Rev. Donald Wildmon, head of the Coalition for Better Television, charged that showing actor John Schneider riding to Lake Tahoe in a Playboy limousine on a CBS Christmas special was "a direct, intentional insult to every Christian."
* Singing evangelist Maude Aimee Humbard took time out on the "Rex Humbard Show" to harangue "unbelievers" among journalists, the "ungodly" Akron Beacon-Journal for its reporting on church finances and "chicken" newspaper columnists.
* CBS scored high ratings -- a 42 national share -- with "Fallen Angel," a movie about a child molester; NBC's "Quincy" got better-than-average ratings with an episode about a child molester; and NBC's wholesome "Little House on the Prairie" scored its best rating of the season with a story about the rape of a 13-year-old girl.
* When Tom Snyder interviewed convicted mass murderer Charles Manson on the "Tomorrow" show, the show's average rating was tripled and set an all-time high.
* Worst TV Movie of the Year: A tie between "A Whale for the Killing" (ABC) and "The Return of the Beverly Hillbillies" (CBS).
* Oh, Shut Up: Barbara Walters twice asked President Ronald Reagan if he suffered from "nightmares" and asked Lauren Bacall and Katharine Hepburn what kind of tree they would like to be.
* More Proof of the Decline and Fall of Western Civilization, as if Any Were Needed: A blondwoman from southern California, asked to "name a famous painter" on the "Family Feud" game show, could not come up with a single one. She told host Richard Dawson, "Art's not my thing."
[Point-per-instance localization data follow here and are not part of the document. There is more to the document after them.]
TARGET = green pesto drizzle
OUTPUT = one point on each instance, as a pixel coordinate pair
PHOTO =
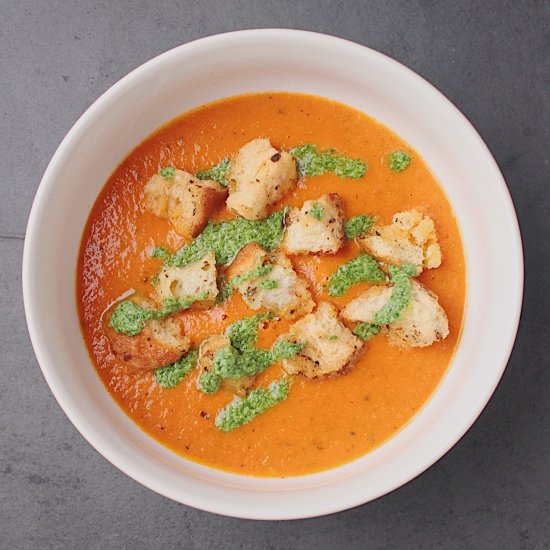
(171, 375)
(226, 238)
(210, 382)
(283, 349)
(358, 226)
(242, 411)
(231, 363)
(268, 284)
(129, 318)
(241, 358)
(398, 160)
(366, 331)
(392, 309)
(362, 268)
(168, 173)
(160, 252)
(217, 173)
(312, 163)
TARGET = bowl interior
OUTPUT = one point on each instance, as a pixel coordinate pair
(276, 60)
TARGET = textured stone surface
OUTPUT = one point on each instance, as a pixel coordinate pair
(492, 60)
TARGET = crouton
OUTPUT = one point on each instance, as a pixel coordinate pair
(269, 281)
(317, 227)
(422, 323)
(207, 351)
(330, 347)
(195, 279)
(184, 200)
(192, 202)
(258, 177)
(157, 192)
(160, 343)
(410, 238)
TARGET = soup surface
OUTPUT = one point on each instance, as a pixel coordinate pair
(323, 423)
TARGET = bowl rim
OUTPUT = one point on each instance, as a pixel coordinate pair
(40, 202)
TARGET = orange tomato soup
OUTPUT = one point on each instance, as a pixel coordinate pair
(323, 423)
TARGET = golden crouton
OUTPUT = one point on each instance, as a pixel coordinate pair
(269, 281)
(207, 351)
(157, 192)
(186, 201)
(330, 347)
(410, 238)
(422, 323)
(317, 227)
(160, 343)
(192, 202)
(258, 177)
(195, 279)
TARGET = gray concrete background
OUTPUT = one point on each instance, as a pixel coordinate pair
(492, 59)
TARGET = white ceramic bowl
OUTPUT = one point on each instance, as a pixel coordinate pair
(260, 60)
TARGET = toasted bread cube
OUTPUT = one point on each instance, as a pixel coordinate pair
(330, 347)
(317, 227)
(195, 279)
(160, 343)
(280, 290)
(191, 203)
(410, 238)
(364, 308)
(157, 193)
(259, 176)
(207, 352)
(421, 324)
(184, 200)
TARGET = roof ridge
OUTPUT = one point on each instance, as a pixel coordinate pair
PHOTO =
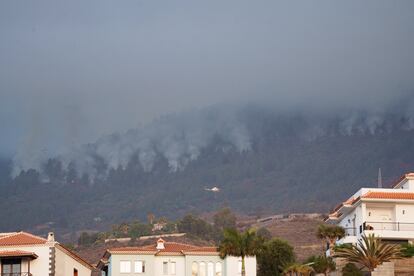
(12, 234)
(33, 236)
(74, 255)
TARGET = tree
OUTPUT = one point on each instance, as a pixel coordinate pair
(273, 256)
(350, 269)
(151, 218)
(264, 233)
(331, 233)
(370, 252)
(322, 264)
(197, 227)
(238, 244)
(224, 219)
(297, 270)
(137, 229)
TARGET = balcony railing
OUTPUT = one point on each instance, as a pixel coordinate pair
(16, 274)
(388, 226)
(350, 231)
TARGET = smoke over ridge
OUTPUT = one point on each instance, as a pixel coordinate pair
(181, 137)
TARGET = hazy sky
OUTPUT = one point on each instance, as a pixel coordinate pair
(71, 71)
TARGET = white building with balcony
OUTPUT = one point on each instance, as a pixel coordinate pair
(24, 254)
(173, 259)
(386, 212)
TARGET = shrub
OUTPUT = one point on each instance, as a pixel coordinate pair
(351, 269)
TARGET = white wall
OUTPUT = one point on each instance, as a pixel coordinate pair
(116, 259)
(65, 265)
(39, 266)
(189, 259)
(179, 264)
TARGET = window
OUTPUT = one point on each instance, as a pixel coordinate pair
(218, 269)
(139, 267)
(11, 266)
(125, 267)
(173, 267)
(210, 269)
(194, 269)
(202, 269)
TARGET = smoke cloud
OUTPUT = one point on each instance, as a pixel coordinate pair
(73, 72)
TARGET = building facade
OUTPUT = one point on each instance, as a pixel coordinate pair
(24, 254)
(385, 212)
(170, 258)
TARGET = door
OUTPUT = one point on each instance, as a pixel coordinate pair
(11, 267)
(381, 218)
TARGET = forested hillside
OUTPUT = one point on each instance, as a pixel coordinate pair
(262, 162)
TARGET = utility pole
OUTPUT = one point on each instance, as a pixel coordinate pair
(379, 178)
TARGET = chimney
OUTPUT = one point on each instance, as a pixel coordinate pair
(50, 237)
(379, 178)
(160, 244)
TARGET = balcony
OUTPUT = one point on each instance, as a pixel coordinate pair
(390, 229)
(350, 236)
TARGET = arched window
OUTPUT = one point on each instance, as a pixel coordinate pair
(202, 269)
(194, 269)
(210, 269)
(218, 269)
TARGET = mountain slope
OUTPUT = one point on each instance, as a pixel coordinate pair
(286, 164)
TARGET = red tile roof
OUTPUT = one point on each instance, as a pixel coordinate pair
(170, 248)
(405, 176)
(389, 195)
(74, 255)
(18, 253)
(20, 238)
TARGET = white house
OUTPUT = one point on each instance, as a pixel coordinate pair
(24, 254)
(170, 258)
(387, 213)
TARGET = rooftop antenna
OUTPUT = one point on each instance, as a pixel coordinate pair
(379, 178)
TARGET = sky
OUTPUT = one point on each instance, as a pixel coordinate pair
(71, 71)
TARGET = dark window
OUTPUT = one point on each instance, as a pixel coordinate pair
(10, 266)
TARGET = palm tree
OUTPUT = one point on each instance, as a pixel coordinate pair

* Press Releases We Never Finished Reading (from the National Radio Theatre): " 'Scholars often refer to "The Odyssey" of Homer as the first great novel of Western literature,' says Yuri Rasovsky, producer-director of the National Radio Theatre, 'but to my way of thinking Homer's classic was really the original soap opera.' "
* A Foot in the Mouth Is Worth Two on the Floor: Psychiatrist Tom Cottle ended a discussion with two amputees on his public TV series by saying, "I have to cut you off."
* Memories Are Not Made of This: Frank Sinatra sang "Nancy With the Reagan Face" to the new first lady on ABC's telecast of the inaugural gala.
* Made for Each Other: Tom Brokaw said he first decided he wanted to work with Roger Mudd, with whom he'll co-anchor the NBC "Nightly News" starting in March, when Mudd came over to Brokaw's house, put a paper towel on his head and wiggled his ears.
* Wages, or at Least Perks, of Sin: NBC refused congressional liaison Paula Parkinson's demands for a chauffeured limousine and a hotel suite with a Central Park view in return for her appearance on the "Today" show. A week later, Parkinson turned up on ABC's "Good Morning America."
* We Have Seen the Future, and It Will Return After This Message: Video pirates calling themselves the Cable Liberation Front found a way to break into the nightly newscast of Holland's state-owned TV network and scramble the signal received in 250,000 Amsterdam homes.
* Please -- Not One More Word From: Ted Turner, Ed Asner, Alan Alda, Jerry Falwell, Suzanne Somers, Evita, the Elephant Man, Casey Kasem, Brenda Vaccaro, Mike Wallace, Brent Musberger, Brooke Shields, Brooke Shields' mother, John Davidson, Gene Shalit or Richard Simmons.
* Please -- Not One More Word About: Rubik's cube, Dan Rather's ratings, General Hospital, yogurts with French names, Irish Spring deodorant soap, Bo Derek's philosophy of life, John Derek's philosophy of life, Richard Allen, or Richard Simmons.
And finally . . .
* On Dec. 7, UPI reported that in Dallas, Tex., two 15-year-old boys were charged with attempted murder after they shot an elderly gas station attendant because he was "slow in giving them change to play an electronic video game."
* Sic Semper Tyrannis, or One Giant Leap for Mankind: A Tucson, Ariz., man was arrested on charges of "endangerment" after he took a shotgun and blasted his television set 31 times.